Wuhan Researchers Were Hospitalized With COVID-19 Symptoms Pre-Pandemic: Reports

A month before China reported its first COVID-19 cases in 2019, three researchers at China’s Wuhan Institute of Virology fell ill and had to be hospitalized, according to a previously undisclosed U.S. intelligence report The Wall Street Journal cited on Sunday.

Sick researchers were previously mentioned in a Jan. 15 U.S. State Department fact sheet that didn’t say they had to be hospitalized. The fact sheet only stated that researchers had fallen sick in November 2019 “with symptoms consistent with both COVID-19 and common seasonal illness” and that the Chinese Communist Party had prevented them from being interviewed.

CNN also later confirmed the intelligence report’s details, citing two people who were reportedly briefed on the intelligence. 

Security personnel outside the Wuhan Institute of Virology in Wuhan, China, on Feb. 3, 2021.



Security personnel outside the Wuhan Institute of Virology in Wuhan, China, on Feb. 3, 2021.

The prospect of seriously ill researchers raises fresh speculation about the coronavirus’ origin and timing. China reported its first COVID-19 cases to the World Health Organization in late December 2019.

Asked about the Journal’s report on Monday, White House press secretary Jen Psaki said the Biden administration is continuing to press the WHO “to support an expert-driven evaluation of the pandemic’s origins that is free from interference or politicization.”

“What we can’t do, and what I would caution anyone doing, is leaping ahead of an actual international process. We don’t have enough data and information to jump to a conclusion at this point in time,” she said.

Chinese officials and scientists have repeatedly denied the theory that the virus originated from a local laboratory. They dismissed the intelligence report on Monday.

“The United States continues to hype up the lab leak theory,” said foreign ministry spokesperson Zhao Lijian, according to Reuters. “Does it care about traceability or is it just trying to distract attention?”

The director of the Wuhan National Biosafety Lab, which is part of the Wuhan Institute of Virology, also dismissed the report.

“I’ve read it, it’s a complete lie,” Yuan Zhiming told China’s state-run tabloid the Global Times on Monday, calling the claims about sick researchers groundless. “The lab has not been aware of this situation, and I don’t even know where such information came from.”

A U.S. National Security Council spokesperson offered no comment on the intelligence report to Reuters but said the Biden administration continues to have “serious questions about the earliest days of the COVID-19 pandemic, including its origins within the People’s Republic of China.”

The WHO has been investigating the virus’ origins and released the results of a joint study with China in late March that found it to be “extremely unlikely” that the coronavirus originated from a lab. The U.S. and 13 other countries criticized the report for being delayed and not including access to complete data.
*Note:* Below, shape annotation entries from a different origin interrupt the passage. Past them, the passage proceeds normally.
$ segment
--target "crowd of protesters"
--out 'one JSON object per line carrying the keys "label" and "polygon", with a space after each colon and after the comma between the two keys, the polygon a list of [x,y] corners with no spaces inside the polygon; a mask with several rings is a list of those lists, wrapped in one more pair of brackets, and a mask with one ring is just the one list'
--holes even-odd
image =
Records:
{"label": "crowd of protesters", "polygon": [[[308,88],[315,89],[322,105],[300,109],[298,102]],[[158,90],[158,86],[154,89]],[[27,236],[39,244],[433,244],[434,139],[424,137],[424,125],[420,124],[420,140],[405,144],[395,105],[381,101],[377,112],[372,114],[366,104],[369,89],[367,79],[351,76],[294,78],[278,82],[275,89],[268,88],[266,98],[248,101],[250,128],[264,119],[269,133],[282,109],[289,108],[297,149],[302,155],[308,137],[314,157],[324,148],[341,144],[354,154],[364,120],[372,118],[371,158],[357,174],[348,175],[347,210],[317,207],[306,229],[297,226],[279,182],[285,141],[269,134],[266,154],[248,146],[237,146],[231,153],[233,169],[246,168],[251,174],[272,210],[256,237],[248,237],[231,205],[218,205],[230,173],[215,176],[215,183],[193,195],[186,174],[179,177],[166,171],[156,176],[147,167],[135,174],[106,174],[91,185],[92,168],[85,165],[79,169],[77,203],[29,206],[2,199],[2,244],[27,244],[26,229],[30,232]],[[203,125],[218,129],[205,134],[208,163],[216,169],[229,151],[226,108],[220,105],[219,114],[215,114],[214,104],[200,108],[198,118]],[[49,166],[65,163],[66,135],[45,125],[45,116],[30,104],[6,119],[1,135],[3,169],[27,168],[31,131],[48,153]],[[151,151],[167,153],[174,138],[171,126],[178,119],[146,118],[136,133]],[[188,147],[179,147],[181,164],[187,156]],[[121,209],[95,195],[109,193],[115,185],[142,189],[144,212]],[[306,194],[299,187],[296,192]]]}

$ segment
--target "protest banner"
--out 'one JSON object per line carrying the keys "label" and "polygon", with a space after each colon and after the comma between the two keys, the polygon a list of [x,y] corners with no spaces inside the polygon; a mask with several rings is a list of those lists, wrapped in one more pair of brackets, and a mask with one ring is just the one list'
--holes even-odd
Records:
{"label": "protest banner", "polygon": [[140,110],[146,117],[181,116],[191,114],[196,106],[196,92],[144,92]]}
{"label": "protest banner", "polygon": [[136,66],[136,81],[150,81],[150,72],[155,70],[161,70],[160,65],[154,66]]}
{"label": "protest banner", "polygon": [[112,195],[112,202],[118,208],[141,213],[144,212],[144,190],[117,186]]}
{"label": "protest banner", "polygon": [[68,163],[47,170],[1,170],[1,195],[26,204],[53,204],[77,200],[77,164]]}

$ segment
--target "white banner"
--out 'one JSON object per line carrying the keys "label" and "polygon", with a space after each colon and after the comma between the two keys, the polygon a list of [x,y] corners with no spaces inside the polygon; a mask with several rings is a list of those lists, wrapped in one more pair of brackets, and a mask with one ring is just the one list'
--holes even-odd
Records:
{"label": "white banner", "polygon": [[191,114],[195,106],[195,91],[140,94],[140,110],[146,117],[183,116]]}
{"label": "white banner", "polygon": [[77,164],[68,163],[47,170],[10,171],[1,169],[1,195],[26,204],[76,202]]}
“Scientific missions like these should be able to do their work under conditions that produce independent and objective recommendations and findings,” the countries said in a unified statement that called for “a timely, transparent, evidence-based process.”

More than a dozen scientists from the U.S., U.K., Canada and Switzerland also expressed concerns with the study’s findings in a letter published in the journal Science earlier this month. The experts specifically said origin theories “were not given balanced consideration” in the WHO’s report.

Despite that report’s findings, the WHO has said that “all hypotheses remain open” on the virus’ origin.

“We have not yet found the source of the virus, and we must continue to follow the science and leave no stone unturned as we do,” WHO Director-General Dr. Tedros Adhanom Ghebreyesus said shortly after the report’s release.

Dr. Anthony Fauci, the leading U.S. infectious disease expert, has also said that he is “not convinced” the virus developed naturally. 

“I think that we should continue to investigate what went on in China until we find out, to the best of our ability, exactly what happened,” he said during a panel discussion with the Poynter Institute earlier this month. “Certainly, the people who have investigated say that it likely was the emergence from an animal reservoir that then infected individuals, but it could have been something else, and we need to find that out.”